El recolector está angustiado. Es padre de una pequeña y su esposa trabaja cuidando niños. “Trabajo con miedo, tengo una hija chica, ¿cachái? Me preocupa el tema, ha sido terrible. Imagínate me infecto, porque trabajo con mucha gente y no voy a saber —insiste—... En la casa estamos todos preocupados, no las quiero contagiar. Uno llega cochino, hediondo, y no sabe si está con alguna infección”. En la calle, de hecho, cuenta que la gente habitualmente les pregunta por qué algunos no usan mascarillas o algún traje que los pueda proteger de manera más efectiva, pero no sabe cómo responderles. Lo único que ha podido hacer es cumplir con las medidas que ha googleado o visto en televisión, cuando regresa a su casa: se saca la ropa afuera, se preocupa de que no haya ningún tipo de contacto con sus familiares, y pasa directo a la ducha.
"También ha cambiado el ambiente en las calles. La gente ahora nos mira con miedo, algunos ya ni nos saludan. Uno se siente mal, porque la gente te está discriminando —se lamenta Luis—. Somos algunos de los que están más expuestos con lo que está pasando y, pucha, de cierta manera te discriminan. No es la relación de antes. Antes la gente salía, te daba una botella con agua, no sé. Ahora nada".
“Nuestro uniforme sigue siendo una polera y un short. Guantes, mascarillas o alcohol gel, nada”.
Luis, recolector de basura.
Los últimos días, por situaciones como éstas y principalmente por el miedo de causarle algún daño a su familia, en la cabeza del joven de 26 años se repitió varias veces la idea de abandonar el trabajo. "Pero no puedo", confiesa. "Yo sigo por mi familia. Y no puedo parar ningún día, es de lunes a lunes. Si paro, no me pagan. Y la empresa está con la parada de que al que falla, lo van a echar. Nos dijeron eso. No están dando ninguna opción". Quizás por esto es que el recolector tampoco tiene una posición clara respecto a la chance de una cuarentena total: dice que sería lo mejor en el escenario actual, pero no le conviene. No tiene cómo suplir ese dinero.
A 22 días desde la confirmación del primer caso de coronavirus en el país, y con una cifra de 922 contagiados al cierre de esta nota, Luis ve con mucha inquietud lo que pueda pasarle a él y sus compañeros durante los próximos días. Aún no se sabe de ningún contagiado, pero cree que es cuestión de tiempo. Y sabe también que es difícil que algo cambie. Por ahora, lo único que pide es mayor comprensión: “Me gustaría que la empresa fuera más consciente con lo que está pasando.
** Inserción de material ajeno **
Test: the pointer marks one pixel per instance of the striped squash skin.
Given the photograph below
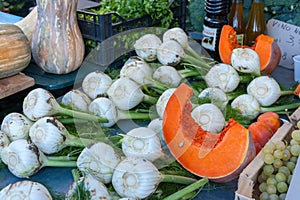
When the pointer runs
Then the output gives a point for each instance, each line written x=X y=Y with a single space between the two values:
x=15 y=51
x=57 y=43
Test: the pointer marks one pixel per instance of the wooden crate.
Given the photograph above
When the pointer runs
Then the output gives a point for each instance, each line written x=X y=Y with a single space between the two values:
x=247 y=187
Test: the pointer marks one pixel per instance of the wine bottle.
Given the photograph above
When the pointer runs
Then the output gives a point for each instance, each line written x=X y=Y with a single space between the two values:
x=256 y=24
x=236 y=20
x=216 y=17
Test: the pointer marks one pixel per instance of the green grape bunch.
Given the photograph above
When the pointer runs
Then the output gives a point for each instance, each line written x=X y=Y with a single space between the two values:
x=280 y=160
Nuestro uniforme sigue siendo una polera y un short. Guantes, mascarillas o alcohol gel, nada. Tenemos que estar costeándolos nosotros mismos, y eso no debería ser. Tengo compañeros que no pueden. Ni siquiera tenemos algún bidón con agua como para poder lavarnos las manos. Lo mínimo que pedimos es eso. No hay consciencia con los trabajadores: para los jefes lo único es trabajar, trabajar y producir. Les da lo mismo si te infectái o no. Eso no les preocupa… Y al final, nosotros somos nomás los que estamos expuestos”.